Massive layoffs at Sobeys are hitting Stellarton, the community that’s home to the national grocer’s head office, hard.
Sobeys is axing 100 people in Stellarton, a community with a population of just over 4,000 people, and laying off another 50 employees elsewhere in the province. Across the country, 800 people are losing their jobs in this second round of layoffs as the company restructures.
“This is one of the toughest things any company ever has to do,” said Michael Medline, president and chief executive officer of Sobeys’ parent company, in a statement. “Change of this magnitude is not easy on our team and we are lending every support we can to people transitioning.”
Dubbed Project Sunrise, the restructuring at Sobeys is expected to shave $500 million annually off the company’s expenses by the year 2020.
In mid-October, the company started that restructuring by laying off dozens of corporate execs across the country, including 14 in Pictou County and another three in Dartmouth.
With this latest round of layoffs of office employees and field representatives, the company has now completed what it is calling the first phase of Project Sunrise.
“The first phase of our plan to transform our business, which has been focused on resetting the foundation of Sobeys and creating a new organization structure, is now substantially complete,” said Medline.
“The work to restructure the company is fundamentally changing our operating model from a collection of five regional businesses to one, national organization,” he said. “This will allow us to be more efficient in many ways and to be more agile as we pursue new opportunities to compete and win the loyalty of Canadians.”
Although the layoffs were expected in Stellarton, community leaders are still mourning the loss of those jobs.
“We feel terrible about each individual who has to move on from Sobeys,” said Jack Kyte, executive director of the Pictou County Chamber of Commerce, in an interview Friday.
Mayor Danny MacGillivray expressed sorrow about the job losses, saying they are a blow to the community.
“We’re saddened here in Stellarton that there will be reductions in the office operations but we do understand that they need to do this to sustain long-term efficiencies,” he said.
Community leaders in Stellarton, though, are also looking at the silver lining, noting that now the layoffs are over and Sobeys still seems committed to remaining in that Nova Scotia community.
“It equates to about 10 per cent of the workforce (at Sobey’s Stellarton head office) and the layoffs are about 20 per cent (of the Sobeys workforce) nationally,” said the mayor. “So, I think that shows they still have a long-term commitment to Stellarton.”
At the local chamber of commerce, there was almost a sense of relief Friday that the cost-cutting didn’t go any deeper.
“I don’t have a sense of shock,” said Kyte. “We were aware something was coming but we didn’t know what.

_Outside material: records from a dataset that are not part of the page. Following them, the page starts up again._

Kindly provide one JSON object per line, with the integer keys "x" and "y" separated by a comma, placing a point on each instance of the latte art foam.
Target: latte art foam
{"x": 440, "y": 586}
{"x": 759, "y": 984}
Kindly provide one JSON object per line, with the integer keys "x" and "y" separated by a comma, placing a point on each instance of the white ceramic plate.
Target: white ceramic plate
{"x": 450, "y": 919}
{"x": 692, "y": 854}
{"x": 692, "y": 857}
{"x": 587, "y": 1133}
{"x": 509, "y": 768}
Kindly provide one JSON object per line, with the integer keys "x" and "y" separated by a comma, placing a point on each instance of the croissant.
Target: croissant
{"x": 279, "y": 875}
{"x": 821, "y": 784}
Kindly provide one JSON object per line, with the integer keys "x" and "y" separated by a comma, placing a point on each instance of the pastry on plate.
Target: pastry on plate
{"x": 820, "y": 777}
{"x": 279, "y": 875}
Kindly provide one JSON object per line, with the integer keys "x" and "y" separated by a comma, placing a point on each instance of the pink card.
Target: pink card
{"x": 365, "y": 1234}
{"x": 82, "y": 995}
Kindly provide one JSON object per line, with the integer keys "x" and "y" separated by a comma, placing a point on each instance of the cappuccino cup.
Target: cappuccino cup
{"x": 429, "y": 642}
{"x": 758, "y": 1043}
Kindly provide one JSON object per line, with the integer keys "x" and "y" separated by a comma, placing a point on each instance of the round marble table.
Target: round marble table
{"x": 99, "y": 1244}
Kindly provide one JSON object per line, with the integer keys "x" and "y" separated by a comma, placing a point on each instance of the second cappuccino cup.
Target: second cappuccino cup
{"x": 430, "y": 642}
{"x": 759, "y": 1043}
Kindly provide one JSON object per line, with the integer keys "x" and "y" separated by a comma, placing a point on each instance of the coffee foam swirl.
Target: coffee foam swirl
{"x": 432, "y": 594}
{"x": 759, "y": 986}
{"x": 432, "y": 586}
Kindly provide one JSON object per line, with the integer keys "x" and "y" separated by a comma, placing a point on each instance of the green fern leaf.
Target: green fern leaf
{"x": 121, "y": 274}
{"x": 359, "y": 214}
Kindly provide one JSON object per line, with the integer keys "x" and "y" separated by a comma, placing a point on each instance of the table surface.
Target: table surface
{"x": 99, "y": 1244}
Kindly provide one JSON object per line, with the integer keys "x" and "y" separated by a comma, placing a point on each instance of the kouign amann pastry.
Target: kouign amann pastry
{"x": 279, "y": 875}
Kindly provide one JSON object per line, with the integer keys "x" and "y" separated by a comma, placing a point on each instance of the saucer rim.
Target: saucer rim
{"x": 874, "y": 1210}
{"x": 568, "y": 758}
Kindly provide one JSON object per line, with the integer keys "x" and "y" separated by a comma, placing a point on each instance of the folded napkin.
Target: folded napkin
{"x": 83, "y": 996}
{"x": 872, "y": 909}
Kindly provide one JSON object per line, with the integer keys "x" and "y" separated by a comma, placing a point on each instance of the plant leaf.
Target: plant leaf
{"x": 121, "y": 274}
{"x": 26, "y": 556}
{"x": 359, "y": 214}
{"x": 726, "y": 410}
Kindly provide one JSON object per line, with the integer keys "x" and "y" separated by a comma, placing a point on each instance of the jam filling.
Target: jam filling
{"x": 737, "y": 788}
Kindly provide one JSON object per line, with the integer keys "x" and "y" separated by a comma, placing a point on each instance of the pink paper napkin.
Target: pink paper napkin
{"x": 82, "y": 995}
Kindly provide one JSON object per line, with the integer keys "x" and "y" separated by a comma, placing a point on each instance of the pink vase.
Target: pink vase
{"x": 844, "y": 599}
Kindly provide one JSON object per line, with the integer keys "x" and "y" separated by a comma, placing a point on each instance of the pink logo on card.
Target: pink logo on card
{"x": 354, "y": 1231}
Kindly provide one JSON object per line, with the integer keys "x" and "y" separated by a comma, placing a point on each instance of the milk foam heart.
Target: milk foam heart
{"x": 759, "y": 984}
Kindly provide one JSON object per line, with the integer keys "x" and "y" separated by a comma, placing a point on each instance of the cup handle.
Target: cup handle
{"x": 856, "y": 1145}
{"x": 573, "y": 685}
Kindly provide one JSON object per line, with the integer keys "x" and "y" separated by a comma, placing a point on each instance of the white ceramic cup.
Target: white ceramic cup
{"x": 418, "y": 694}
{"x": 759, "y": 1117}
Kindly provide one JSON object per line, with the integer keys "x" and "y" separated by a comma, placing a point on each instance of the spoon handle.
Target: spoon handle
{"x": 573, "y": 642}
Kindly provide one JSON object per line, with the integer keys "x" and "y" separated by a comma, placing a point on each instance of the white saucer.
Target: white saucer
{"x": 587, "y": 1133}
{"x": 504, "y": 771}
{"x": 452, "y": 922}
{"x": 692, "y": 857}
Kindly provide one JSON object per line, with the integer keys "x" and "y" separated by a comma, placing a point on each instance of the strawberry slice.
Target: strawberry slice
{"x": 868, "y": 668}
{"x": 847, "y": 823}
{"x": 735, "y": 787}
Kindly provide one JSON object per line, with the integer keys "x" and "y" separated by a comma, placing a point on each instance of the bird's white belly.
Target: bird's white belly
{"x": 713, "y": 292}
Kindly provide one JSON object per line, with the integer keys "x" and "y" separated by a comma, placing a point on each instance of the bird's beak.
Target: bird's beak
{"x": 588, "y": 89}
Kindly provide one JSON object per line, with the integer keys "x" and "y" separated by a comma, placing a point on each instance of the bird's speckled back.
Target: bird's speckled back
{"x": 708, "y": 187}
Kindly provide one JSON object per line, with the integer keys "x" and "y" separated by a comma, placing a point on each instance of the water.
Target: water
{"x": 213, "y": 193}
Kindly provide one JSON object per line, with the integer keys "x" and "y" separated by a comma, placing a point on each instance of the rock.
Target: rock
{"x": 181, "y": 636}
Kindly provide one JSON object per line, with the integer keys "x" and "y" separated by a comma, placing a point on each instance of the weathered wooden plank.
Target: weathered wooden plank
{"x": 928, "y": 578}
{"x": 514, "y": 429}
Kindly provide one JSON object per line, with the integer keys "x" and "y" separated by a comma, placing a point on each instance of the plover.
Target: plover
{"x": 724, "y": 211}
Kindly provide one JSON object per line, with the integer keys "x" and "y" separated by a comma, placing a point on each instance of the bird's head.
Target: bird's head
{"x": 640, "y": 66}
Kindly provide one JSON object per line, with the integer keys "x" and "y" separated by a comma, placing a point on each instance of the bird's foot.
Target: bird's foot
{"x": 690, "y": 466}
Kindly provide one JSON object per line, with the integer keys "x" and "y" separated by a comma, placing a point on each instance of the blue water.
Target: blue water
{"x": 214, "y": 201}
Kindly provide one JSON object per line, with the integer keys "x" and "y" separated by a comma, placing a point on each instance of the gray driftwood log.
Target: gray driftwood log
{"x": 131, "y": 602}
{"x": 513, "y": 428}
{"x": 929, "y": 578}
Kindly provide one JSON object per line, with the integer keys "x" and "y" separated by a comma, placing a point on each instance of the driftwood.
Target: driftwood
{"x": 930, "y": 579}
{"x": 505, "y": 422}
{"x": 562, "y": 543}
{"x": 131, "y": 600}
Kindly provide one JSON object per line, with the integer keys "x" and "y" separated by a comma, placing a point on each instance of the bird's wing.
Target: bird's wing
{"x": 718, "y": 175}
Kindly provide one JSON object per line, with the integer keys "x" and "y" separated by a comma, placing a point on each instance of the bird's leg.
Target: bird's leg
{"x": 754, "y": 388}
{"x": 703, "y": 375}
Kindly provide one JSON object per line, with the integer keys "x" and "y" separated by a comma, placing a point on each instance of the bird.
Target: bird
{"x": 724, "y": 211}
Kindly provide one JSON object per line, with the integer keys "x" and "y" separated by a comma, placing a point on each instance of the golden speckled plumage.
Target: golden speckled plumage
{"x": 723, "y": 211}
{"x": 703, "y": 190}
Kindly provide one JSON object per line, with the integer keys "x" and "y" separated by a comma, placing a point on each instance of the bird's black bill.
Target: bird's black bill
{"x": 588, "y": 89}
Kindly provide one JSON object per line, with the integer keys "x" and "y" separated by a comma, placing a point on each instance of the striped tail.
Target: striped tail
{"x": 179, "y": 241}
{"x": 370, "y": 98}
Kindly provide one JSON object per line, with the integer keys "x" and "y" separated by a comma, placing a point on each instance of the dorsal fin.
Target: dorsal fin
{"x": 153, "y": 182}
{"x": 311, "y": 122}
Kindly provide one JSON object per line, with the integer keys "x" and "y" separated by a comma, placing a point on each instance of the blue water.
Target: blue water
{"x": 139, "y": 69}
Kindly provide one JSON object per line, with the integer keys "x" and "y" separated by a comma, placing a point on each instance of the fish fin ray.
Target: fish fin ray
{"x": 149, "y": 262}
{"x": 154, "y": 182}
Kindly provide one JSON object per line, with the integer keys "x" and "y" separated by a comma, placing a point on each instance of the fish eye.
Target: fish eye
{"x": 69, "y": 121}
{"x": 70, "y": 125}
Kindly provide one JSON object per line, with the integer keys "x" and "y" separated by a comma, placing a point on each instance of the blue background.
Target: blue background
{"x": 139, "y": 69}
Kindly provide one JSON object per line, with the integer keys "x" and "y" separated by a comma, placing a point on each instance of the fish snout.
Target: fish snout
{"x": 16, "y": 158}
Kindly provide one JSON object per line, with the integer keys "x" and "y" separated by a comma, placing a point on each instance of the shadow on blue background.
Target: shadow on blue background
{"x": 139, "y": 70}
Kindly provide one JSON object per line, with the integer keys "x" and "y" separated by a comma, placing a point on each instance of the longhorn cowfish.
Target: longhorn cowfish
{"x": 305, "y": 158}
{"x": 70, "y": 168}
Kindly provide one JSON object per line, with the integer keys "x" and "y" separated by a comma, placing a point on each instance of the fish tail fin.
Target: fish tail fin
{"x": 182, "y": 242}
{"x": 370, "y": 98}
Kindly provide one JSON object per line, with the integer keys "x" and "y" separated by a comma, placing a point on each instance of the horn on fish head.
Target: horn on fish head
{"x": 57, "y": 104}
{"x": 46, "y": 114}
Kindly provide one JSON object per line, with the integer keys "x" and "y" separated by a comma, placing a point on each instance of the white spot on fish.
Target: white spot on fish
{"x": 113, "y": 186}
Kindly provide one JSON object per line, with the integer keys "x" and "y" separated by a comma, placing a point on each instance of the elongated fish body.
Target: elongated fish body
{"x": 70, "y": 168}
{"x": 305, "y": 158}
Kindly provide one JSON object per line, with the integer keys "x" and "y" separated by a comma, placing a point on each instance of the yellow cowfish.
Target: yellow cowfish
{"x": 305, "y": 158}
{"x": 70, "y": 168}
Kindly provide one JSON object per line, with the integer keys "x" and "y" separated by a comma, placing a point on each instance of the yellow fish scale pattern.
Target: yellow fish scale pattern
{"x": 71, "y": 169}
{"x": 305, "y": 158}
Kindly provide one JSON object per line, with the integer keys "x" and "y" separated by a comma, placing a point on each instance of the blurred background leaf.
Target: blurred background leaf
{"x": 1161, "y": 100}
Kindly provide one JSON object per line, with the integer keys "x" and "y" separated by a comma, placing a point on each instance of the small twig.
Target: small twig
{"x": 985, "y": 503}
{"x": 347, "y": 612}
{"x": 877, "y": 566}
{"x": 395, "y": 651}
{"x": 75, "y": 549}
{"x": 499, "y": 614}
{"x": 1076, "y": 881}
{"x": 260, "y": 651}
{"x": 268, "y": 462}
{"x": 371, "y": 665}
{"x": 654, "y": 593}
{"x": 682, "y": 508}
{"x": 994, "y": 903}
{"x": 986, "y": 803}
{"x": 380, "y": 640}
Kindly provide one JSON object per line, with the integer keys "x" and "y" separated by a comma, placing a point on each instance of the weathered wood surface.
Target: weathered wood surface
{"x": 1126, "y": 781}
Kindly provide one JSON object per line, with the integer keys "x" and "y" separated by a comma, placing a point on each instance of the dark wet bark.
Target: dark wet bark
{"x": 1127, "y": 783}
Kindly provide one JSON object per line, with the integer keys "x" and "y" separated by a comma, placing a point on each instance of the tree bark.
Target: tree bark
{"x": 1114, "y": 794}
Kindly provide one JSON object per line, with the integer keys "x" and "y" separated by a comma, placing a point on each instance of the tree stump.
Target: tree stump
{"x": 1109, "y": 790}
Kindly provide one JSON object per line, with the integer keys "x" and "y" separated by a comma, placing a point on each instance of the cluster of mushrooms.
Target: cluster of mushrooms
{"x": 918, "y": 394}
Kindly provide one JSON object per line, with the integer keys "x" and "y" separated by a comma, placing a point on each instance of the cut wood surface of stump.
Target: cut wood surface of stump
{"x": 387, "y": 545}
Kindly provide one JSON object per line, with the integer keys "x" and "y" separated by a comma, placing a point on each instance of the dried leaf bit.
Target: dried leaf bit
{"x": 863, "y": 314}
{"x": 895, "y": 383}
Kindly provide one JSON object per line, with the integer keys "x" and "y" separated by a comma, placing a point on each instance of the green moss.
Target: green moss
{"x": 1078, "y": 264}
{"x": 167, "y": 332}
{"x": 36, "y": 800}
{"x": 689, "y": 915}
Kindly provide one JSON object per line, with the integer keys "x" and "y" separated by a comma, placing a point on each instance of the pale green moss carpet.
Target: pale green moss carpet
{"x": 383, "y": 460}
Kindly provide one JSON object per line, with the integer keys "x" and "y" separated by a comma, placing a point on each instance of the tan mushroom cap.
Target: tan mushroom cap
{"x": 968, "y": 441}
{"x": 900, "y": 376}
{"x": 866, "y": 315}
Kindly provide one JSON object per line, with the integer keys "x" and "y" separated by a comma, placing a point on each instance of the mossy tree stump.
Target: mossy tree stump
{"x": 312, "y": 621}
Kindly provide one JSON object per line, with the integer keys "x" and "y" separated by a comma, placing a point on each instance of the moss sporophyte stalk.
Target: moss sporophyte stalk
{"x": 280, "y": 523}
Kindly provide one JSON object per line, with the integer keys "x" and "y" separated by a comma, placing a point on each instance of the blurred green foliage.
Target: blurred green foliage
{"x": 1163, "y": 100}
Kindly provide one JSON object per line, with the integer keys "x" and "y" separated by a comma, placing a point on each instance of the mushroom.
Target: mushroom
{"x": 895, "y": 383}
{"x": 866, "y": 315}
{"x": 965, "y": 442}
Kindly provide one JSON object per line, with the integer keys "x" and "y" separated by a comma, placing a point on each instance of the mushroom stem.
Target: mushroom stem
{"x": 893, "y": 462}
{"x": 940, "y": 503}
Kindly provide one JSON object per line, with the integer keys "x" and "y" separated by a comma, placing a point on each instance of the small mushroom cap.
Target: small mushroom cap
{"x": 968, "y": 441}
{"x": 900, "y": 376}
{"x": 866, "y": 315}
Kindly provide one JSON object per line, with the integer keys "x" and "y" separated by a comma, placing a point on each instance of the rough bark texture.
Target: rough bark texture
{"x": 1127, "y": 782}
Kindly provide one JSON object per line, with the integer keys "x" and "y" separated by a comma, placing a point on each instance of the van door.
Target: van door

It could have been worse.”
Half of the 50 employees being laid off in other parts of Nova Scotia are in Dartmouth; another 25 are in the company’s field offices.
In addition to the job losses in Nova Scotia, Sobeys is also cutting three employees on Prince Edward Island, 14 in Newfoundland and Labrador, and another 19 in New Brunswick, said Sobeys spokesperson Jacquelin Corrado.
That's a total of 186 jobs shed by Sobeys in Atlantic Canada.
Empire Company, which owns Sobeys, is now in its media blackout period ahead of releasing its second-quarter financial results on Dec. 13, and so officials with the company refused to divulge how much the latest round of layoffs, severance packages and support programs would cost.
But an estimated $200 million has previously been reported as the cost of making these changes under Project Sunrise.
Empire, which has a market capitalization of more than $6.77 billion and trades on the Toronto Stock Exchange under the EMP ticker, saw its share price rise 31 cents in late afternoon trading Friday to hit $24.97.